Тусклый, мертвенный блеск камней странно контрастировал с ярким сиянием изумрудов. Но Камней Эха было так много, что они постепенно вытесняли драгоценные зеленые самоцветы, придавая интерьерам дворца новый, холодный и какой-то тревожный вид. Казалось, сами стены начали впитывать не свет, а сумрак, а воздух стал плотнее, словно насыщенный невидимым напряжением. По подсчетам придворного казначея, количество серых камней в отделке дворца уже вдвое превышало число знаменитых изумрудов.
Однажды Урфин пригласил Страшилу пройтись по обновленным залам. Бывший столяр шел уверенно, с видом хозяина, указывая на «великолепие» новой отделки. Страшила семенил рядом, опираясь на свою трость, его нарисованные глаза с недоумением и смутной тревогой оглядывали знакомые покои, ставшие чужими и холодными.
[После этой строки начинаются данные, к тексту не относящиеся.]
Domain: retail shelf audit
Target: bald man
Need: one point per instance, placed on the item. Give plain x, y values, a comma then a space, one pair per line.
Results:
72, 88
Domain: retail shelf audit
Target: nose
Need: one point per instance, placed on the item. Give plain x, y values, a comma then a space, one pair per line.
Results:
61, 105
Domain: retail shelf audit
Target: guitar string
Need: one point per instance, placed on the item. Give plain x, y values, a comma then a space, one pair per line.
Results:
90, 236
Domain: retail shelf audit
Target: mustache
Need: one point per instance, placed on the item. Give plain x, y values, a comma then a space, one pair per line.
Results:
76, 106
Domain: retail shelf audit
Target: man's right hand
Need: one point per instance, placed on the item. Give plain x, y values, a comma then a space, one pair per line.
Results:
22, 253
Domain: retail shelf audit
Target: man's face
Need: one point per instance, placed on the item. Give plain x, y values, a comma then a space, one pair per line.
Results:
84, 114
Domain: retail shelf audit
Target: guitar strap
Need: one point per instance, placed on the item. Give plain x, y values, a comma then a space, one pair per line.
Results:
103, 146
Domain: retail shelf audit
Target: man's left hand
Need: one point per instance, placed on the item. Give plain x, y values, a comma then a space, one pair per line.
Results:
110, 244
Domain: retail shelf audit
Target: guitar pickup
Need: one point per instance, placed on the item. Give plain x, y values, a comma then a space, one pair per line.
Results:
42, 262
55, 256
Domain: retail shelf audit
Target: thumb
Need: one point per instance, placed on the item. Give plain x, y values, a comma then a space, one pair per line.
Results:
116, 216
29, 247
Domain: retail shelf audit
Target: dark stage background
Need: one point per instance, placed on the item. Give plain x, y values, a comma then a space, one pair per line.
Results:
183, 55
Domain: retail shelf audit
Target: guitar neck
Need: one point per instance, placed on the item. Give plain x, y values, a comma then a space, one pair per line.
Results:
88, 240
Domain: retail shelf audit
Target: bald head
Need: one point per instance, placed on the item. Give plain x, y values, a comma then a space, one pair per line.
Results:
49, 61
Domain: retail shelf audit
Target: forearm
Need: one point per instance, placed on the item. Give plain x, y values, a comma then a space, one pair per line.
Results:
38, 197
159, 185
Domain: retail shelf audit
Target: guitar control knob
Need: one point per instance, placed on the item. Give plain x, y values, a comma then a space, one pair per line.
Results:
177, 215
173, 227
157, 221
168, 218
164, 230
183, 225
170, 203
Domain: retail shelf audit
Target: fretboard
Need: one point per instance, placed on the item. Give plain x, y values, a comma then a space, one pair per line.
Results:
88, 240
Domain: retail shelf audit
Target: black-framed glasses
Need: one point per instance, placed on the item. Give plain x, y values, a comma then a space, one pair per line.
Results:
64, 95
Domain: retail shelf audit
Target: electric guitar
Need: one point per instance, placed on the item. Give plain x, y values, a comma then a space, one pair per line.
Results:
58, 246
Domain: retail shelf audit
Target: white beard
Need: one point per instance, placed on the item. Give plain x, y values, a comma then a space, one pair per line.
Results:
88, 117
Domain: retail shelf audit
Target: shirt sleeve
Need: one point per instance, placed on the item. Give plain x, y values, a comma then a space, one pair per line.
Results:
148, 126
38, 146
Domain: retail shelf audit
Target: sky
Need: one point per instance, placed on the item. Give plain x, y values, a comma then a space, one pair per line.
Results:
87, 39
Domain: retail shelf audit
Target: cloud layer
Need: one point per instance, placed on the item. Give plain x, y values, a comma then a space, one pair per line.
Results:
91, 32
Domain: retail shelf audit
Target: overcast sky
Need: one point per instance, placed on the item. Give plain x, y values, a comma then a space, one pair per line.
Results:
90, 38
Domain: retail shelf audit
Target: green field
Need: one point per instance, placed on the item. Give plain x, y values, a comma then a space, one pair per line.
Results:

– Ну как, первый советник? – с плохо скрытой гордостью спросил Урфин, останавливаясь посреди тронного зала, пол которого теперь напоминал сложную мозаику из изумрудов и серых камней. – Внушительно, не правда ли? Эти камни… они не только красивы, они несут в себе особую силу. Силу стабильности, порядка. Они помогут нам сохранить мир и покой в нашей Империи.
– Они… необычны, – осторожно проговорил Страшила. Его соломенное нутро ощущало странную вибрацию, исходившую от камней, – слабую, почти неощутимую, но неприятную. – Но, Ваше Мудрейшество Урфин, разве изумруды, символ нашего города, не были достаточным украшением?
Урфин поморщился. Он не любил, когда ему перечили, даже так мягко.
– Изумруды – это наше прошлое. Символ показной роскоши и… бессилия, – он многозначительно посмотрел на соломенного человека. – Мы же с тобой, Страшила, строим новое будущее. Будущее, основанное на знании, порядке и… защите. Эти камни – наша защита. Отныне никто не сможет наслать на нас тот ужас, что мы пережили. Я позаботился об этом.
Он положил руку Страшиле на плечо – жест, от которого тот невольно поежился.
– Послушай, Страшила, – голос Урфина стал вкрадчивым, почти доверительным. – Я знаю, ты все еще сомневаешься во мне. Ты помнишь прошлое… Но неужели ты не видишь, как все изменилось? Страх ушел. Люди радуются. Я оставил тебя, волшебниц, Дровосека – всех на своих местах. Я ищу знаний, а не войн. Разве я не доказал, что желаю Волшебной стране только добра? Отбрось свои подозрения, первый советник. Нам нужно работать вместе ради общего блага. Твоя мудрость и мой… острый ум, – вместе мы сделаем нашу страну еще более великой!
Страшила молчал, глядя в пол. Его мудрые мозги, состоявшие из отрубей, булавок и иголок, работали с лихорадочной скоростью, пытаясь примирить слова Урфина с тем смутным беспокойством, что не покидало его. Урфин говорил правильно. Страх действительно ушел. Люди были счастливы. Он, Страшила, сидел не в темнице, а занимал высокий пост. Урфин интересовался науками… Может быть, он и вправду изменился? Может, дар Виллины действительно сделал его другим? А подозрения – лишь эхо прошлого, недоверие, от которого нужно избавиться? Он так хотел верить в это! Так хотел, чтобы мир и покой, наконец, воцарились в Волшебной стране!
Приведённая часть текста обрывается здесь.